The way a horses mind works, it learns not from what you ask them to do but when you stop asking them to do it. For example when you teach a horse to go forward, you keep giving them the aid to go forward until they do it, then you immediately stop asking. They learn that going forward gets you to stop give that particular aid. Well that's the rough idea anyway.
So using this idea, the first step I did, was to get my wild boy, used to the saddle blanket. First, allowing himself to just be touched by the blanket. As soon as he stands still, for the saddle blanket, I take it away again for a few seconds. I repeat this until he stands still every time, then continue with the same method until you can put the saddle blanket anywhere on his body and he just stands happily without moving. Then same process again with the saddle, until he's happy having that taken on and off his back. Like I said there are many different ways of doing things, and this is just my particular way.
Now the next step is where the routine changes a little bit. When you do the girth up for the first time, I don't take it off again, I leave it done up tight enough that the saddle will stay on and not slip, but not so tight that it causes them any extreme discomfort. Because once it's on, you don't want them to learn that they can get the saddle off, no matter what they do. The wild boy, good little thing that he is stood there relaxed through the whole thing, not minding the girth being done up at all. I took a quick picture (above), and then it was time for the real work to start.
It always vital to get a horse moving forwards, rather than standing on the spot, when they are first saddled, because moving forward they can't do too much injury to them self or others. But some horses if allowed to just stand, will panic at feeling a girth done up for the first time, bucking and rearing and throwing themselves over backwards in panic.
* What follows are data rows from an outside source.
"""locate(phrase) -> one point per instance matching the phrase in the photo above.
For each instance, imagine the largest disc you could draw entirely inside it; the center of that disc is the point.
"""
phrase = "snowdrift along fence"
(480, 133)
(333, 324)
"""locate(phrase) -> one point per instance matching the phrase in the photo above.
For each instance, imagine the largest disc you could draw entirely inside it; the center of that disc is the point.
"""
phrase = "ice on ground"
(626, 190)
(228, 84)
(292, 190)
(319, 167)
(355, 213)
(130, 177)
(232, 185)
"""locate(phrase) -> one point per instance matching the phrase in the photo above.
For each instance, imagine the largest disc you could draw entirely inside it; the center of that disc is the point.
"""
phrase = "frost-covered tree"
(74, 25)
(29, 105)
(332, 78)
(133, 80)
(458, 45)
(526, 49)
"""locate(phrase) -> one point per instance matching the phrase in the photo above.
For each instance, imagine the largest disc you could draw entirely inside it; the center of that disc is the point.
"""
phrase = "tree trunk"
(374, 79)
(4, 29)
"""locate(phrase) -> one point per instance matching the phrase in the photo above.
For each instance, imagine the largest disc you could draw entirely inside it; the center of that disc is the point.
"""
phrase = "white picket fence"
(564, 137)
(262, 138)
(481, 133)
By sending them forward in a goo d trot, they can't do this, they can buck, but that won't generally, cause them any harm, and they soon learn that it doesn't do any good any way.
This was the case with the wild boy, Matai, he was happy with the girth being done up, walked out a couple steps, realized there was something wrapped tight around his middle, tensed right up, and as I asked him to move forward, he let rip with a series of bucks, that for the first time made him genuinely look like a wild horse.
He twisted and leapt, hit the ground humped is back and leapt, like a cat on fire into the air, with a series of grunting noises, to express the effort exerted in trying to dislodge the thing wrapped tight around him. All I could do was keep him moving forward in a circle, until he relaxed stopped his aerial maneuvers, and was ready to take stock of the situation. Which he did by trotting a few steps turning his body in to face me, then stood trembling, with an expression of a lost child asking for help. Poor boy, I walked over gave him a rub on the head for a few seconds, to say all was well and going to plan, then sent him around me again in a new direction. This time no bucking, a little tense, one eye on me, one eye trying to keep track of the thing tied to his middle. A few circles of this and he relaxed, with blinking of eyes and licking of licks, he could bring his full focus back to me again, turns out the saddle wasn't going to kill him after all.
Another rubbing his head to show all was well, and a tightening of the girth, a few more circles of walk, trot and canter, in both directions, and the stallion from the wild looked like he'd had a saddle on his back his whole life. This relaxed behavior and being at ease with saddle on his back, was the behavior I wanted to reward, so as soon as he was calm and quiet I whipped the saddle on off, and the lesson was over for the day, back to the barn for a feed.
Fingers crossed I will be sitting on his back in a few more days, and then the fun stuff can really begin.